Genossenschaften mit stabilem Geschäft


Die 163 landwirtschaftlichen Primärgenossenschaften und Zentralen unter dem Dach des Rheinisch-Westfälischen Genossenschaftsverbandes (RWGV) erzielten über alle Geschäftsbereiche des landwirtschaftlichen Geschäftes 2014 einen Umsatz von insgesamt 21,5 Mrd. €. Der hohe Betrag umfasst auch den Umsatz der großen Molkereigenossenschaften. „Damit befinden wir uns auf dem Niveau des Vorjahres“, erklärte der RWVG-Vorstandsvorsitzende Ralf W. Barkey. Der Ausblick auf das laufende Geschäftsjahr 2015 sei angesichts der preislichen Talfahrt vieler Agrarrohstoffe, der begrenzten Wachstumsmöglichkeiten, insbesondere im Umfeld der tierischen Produktion sowie der erheblichen Unsicherheiten in der Angebots- und Nachfrageentwicklung, gedämpft positiv.

Marktführerschaft behauptet

Die 65 Raiffeisen-Warengenossenschaften im RWGV verzeichneten im Wirtschaftsjahr 2014 einen Jahresumsatz von 2,9 Mrd. €. „Damit bewegen wir uns knapp unter dem Niveau des Vorjahres und konnten unsere Marktführerschaft behaupten“, erläuterte Barkey. Mengenmäßig zulegen konnten die RWGV-Mitgliedsgenossenschaften insbesondere in den Geschäftsfeldern Futtermittel (3,3 Prozent) und Agrarerzeugnisse (5,3 Prozent). Die wertmäßigen Umsätze waren dagegen in beiden Geschäftsfeldern sowie im Bereich Energie preisbedingt geringfügig rückläufig. Die Umsätze bei Futtermitteln beliefen sich auf 625 (Vj: 666) Mio. €, bei Agrarerzeugnissen auf 403 (448) Mio. €. Der wertmäßige Umsatz bei Brenn- und Treibstoffen betrug 763 (817) Mio. €.

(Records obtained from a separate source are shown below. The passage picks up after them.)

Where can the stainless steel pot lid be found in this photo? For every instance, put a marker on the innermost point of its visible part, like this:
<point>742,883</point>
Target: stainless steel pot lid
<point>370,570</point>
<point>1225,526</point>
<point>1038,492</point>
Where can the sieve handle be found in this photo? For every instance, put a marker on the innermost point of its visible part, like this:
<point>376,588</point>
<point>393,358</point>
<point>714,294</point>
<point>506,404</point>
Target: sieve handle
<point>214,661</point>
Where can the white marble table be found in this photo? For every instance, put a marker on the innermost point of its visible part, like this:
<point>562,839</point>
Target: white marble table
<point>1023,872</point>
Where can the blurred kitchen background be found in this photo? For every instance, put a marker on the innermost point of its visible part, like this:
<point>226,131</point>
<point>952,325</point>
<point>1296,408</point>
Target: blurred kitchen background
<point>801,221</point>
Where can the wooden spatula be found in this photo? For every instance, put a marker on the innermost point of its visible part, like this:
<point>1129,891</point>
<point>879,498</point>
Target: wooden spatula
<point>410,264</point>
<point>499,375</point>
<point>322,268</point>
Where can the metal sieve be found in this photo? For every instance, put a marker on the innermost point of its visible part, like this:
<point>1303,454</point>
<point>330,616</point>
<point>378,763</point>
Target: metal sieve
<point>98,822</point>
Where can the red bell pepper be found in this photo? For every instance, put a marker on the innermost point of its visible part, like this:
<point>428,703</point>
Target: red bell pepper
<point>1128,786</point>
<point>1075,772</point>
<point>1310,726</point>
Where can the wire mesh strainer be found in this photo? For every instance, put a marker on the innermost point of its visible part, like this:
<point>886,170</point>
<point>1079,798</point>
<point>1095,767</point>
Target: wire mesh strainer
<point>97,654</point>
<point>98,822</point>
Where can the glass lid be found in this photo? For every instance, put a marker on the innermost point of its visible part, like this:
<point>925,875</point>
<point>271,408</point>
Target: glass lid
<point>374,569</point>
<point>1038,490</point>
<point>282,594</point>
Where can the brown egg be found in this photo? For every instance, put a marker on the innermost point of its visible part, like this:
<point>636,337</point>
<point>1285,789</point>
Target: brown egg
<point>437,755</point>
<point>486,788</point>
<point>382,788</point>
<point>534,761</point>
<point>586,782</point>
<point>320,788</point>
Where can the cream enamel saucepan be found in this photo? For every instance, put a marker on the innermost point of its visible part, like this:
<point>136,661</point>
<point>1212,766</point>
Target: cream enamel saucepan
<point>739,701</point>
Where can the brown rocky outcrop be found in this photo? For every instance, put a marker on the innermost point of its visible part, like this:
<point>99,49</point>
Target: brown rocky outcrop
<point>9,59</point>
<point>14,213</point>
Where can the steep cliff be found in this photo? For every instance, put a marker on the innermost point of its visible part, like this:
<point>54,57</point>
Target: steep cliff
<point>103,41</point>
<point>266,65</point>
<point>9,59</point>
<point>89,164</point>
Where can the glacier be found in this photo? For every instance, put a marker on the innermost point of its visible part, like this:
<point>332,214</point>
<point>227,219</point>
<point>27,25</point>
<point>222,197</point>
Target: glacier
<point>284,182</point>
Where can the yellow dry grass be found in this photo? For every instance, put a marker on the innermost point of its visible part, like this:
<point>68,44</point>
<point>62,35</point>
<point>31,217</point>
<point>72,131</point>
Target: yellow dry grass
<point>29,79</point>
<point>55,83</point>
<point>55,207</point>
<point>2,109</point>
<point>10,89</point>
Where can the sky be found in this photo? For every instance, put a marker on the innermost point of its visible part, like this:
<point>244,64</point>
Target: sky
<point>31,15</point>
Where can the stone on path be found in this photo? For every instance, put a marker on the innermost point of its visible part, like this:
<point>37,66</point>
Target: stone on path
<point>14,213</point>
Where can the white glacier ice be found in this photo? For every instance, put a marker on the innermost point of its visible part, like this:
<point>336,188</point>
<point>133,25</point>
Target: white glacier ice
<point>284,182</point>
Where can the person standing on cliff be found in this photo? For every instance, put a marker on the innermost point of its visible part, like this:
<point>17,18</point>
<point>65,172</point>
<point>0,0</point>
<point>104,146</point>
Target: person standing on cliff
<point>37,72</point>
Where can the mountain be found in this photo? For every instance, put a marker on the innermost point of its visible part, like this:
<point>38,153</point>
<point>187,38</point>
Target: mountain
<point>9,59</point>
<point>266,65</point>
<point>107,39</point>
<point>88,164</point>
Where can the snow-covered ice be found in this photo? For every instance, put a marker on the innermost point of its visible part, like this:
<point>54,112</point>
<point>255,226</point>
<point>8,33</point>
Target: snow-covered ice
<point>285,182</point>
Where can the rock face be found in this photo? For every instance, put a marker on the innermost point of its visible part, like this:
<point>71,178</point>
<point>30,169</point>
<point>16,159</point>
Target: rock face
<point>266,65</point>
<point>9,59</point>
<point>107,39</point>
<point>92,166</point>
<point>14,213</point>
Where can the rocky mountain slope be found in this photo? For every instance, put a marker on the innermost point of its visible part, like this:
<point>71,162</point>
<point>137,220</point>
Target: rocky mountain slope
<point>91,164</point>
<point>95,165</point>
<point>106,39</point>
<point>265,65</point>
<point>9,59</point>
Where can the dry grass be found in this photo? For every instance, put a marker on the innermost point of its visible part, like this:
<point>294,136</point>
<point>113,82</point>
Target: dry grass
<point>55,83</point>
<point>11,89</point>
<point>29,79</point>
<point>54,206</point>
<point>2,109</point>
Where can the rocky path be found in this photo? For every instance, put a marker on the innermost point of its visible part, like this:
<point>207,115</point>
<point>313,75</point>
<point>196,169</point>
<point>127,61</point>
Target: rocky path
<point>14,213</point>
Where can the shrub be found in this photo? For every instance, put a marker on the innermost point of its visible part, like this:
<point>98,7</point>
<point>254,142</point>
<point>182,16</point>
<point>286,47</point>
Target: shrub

Für die neun Viehvermarktungsgenossenschaften sank der wertmäßige Umsatz um 4,1 Prozent auf 881 Millionen €. Die Zahl der gehandelten Tiere konnte hingegen um rund 300.000 oder 5,1 Prozent auf 6,8 Millionen Tiere gesteigert werden. Die 50 Molkereigenossenschaften steigerten den Umsatz um 1,7 Prozent auf 2,4 Mrd. €. Bei den Obst-, Gemüse- Gartenbau- und Winzergenossenschaften gingen die Umsätze um rund 4,0 Prozent auf 2 Mrd. € zurück.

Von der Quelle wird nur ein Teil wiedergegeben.